What happens when you put a speaker from KPMG, Chase Bank, Brobeck Phleger & Harrison, and Draper Fischer Jurvetson Gotham Ventures on a panel devoted to "Perspectives on Implications and Resolutions of Accounting Issues Raised by e-Business?" You get three hours packed with information useful for any leading business thinker. More than 100 investment bankers, lawyers, presidents, CEOs and managers from fortune 100, private and public companies rose early to meet at Chase Bank to hear professionals' points of view on compensation, revenue recognition, income-statement presentation, capitalization and transactions in an entity's own stock.
Mario Dell'Aera, partner in charge, KPMG's New Media/Internet practice, provided opening remarks and served as a panelist. Panelists included KPMG SEC Reviewing Partner and Internet Resource Partner Chris McWilton; Brobeck Phleger & Harrison New York Business and Technology Group partner Mark Mandel; and Chase Bank Vice President and Group Manager, New Media and Internet Technology Group, David Gibbs all doled out good amounts of information for the attendees intent on knowing what to do.

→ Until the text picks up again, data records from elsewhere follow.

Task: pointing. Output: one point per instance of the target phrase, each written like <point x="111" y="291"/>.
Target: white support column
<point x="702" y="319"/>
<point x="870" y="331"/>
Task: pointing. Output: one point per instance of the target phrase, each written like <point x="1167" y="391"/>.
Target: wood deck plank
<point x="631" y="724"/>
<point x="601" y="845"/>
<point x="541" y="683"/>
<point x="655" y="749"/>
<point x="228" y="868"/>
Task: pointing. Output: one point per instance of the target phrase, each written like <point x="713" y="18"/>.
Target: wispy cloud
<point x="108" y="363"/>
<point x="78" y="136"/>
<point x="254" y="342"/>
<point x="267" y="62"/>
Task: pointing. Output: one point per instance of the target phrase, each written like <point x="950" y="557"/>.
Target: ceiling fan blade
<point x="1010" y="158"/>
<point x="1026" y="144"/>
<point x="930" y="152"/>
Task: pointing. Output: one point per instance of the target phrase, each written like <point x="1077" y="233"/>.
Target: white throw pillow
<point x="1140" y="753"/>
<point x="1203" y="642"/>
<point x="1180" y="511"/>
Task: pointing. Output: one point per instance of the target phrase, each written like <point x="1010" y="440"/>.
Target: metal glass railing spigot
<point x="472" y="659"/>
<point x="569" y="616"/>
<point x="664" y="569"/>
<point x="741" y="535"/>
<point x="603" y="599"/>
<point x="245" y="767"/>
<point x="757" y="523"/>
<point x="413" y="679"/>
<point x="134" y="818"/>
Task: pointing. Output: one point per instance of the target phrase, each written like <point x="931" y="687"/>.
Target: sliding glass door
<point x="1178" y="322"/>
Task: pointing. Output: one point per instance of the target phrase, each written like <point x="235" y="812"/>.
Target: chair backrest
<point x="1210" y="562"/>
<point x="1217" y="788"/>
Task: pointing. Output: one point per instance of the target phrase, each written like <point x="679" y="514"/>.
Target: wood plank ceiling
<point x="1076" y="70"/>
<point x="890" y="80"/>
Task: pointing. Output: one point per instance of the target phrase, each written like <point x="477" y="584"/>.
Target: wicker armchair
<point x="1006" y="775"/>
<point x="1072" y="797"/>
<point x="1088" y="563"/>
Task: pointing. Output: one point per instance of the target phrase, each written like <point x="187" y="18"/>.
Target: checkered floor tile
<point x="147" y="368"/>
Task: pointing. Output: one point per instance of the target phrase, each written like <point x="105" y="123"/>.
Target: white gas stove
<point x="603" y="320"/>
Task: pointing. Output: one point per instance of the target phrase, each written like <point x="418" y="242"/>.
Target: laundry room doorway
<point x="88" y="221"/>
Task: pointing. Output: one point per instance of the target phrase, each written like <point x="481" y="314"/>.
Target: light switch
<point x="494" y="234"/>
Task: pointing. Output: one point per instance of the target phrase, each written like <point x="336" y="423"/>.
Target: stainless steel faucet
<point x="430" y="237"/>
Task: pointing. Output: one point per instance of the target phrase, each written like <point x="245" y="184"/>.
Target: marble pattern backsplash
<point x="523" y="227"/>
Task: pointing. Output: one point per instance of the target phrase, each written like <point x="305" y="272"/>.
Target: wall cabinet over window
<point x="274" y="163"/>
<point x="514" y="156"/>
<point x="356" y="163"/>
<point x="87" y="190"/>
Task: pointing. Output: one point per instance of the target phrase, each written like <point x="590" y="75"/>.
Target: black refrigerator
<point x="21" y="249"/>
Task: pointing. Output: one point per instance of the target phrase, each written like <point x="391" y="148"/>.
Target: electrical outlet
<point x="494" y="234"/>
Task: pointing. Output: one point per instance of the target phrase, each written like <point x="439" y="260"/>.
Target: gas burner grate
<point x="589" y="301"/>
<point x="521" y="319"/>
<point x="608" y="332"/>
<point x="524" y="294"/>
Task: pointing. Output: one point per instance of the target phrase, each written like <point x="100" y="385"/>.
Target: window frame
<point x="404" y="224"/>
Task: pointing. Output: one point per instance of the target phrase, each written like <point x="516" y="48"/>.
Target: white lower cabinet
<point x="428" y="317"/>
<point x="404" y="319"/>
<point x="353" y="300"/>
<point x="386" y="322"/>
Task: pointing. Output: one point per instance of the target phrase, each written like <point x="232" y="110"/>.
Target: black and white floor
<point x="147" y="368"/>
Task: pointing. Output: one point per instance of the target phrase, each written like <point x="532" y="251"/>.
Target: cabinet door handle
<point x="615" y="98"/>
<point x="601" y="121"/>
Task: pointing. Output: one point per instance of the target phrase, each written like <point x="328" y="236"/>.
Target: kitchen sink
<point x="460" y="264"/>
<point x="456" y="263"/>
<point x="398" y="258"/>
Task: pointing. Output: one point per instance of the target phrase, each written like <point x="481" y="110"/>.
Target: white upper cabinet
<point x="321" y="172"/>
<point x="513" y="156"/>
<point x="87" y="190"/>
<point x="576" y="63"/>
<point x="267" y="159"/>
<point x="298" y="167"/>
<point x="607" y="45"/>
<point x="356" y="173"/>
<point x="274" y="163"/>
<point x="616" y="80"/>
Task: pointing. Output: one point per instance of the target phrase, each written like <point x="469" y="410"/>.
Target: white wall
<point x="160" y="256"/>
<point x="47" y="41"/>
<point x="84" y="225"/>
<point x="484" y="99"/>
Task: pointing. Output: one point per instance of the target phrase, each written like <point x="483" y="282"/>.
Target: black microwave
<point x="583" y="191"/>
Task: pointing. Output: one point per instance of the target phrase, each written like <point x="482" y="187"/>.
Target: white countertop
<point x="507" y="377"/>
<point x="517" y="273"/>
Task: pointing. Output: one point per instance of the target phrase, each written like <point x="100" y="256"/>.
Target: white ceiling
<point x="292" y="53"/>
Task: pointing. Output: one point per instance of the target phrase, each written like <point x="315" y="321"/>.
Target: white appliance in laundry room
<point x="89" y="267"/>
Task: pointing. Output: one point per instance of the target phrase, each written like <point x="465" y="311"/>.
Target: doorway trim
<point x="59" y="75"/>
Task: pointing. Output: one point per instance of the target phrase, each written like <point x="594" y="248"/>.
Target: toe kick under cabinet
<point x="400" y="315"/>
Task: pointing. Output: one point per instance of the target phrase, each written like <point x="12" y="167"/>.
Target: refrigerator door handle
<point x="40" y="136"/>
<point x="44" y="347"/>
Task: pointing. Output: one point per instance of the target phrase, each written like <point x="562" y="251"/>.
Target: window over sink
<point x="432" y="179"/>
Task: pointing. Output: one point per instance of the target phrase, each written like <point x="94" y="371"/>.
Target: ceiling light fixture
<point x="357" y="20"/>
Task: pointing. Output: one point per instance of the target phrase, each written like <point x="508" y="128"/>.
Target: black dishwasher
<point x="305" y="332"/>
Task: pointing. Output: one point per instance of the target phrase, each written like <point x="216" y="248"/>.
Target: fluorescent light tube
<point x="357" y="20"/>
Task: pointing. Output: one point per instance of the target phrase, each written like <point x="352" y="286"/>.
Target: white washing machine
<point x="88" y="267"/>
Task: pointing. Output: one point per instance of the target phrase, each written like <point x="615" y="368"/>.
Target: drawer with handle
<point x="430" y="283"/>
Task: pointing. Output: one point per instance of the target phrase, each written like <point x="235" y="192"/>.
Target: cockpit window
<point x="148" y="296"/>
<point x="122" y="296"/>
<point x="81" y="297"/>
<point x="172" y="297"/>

Dell'Aera spoke with me afterwards to help encapsulate some of the highlights: Planning techniques and ways to address the issues, stock compensation, repricing of options and alternatives to repricing, investments and alliances or stock for service arrangements, gross versus net revenue reporting, barter transactions, and software hosting contracts. All these topics were addressed from the perspective of a private and public company, and panelists imparted the importance of understanding the ramifications of contracts you sign. Finally, Dell'Aera preached his newly coined phrase (trademark pending) "P2P" - Path to Profitability or Prepare to Pay! How you handle these questions and issues is vital to the success and profitability of your company. All these issues require close coordination with four to five parties (financial, legal-internal and external, external auditors, business development). There is no legal room in the near term future for wrong answers, and understanding these rules can help you understand business!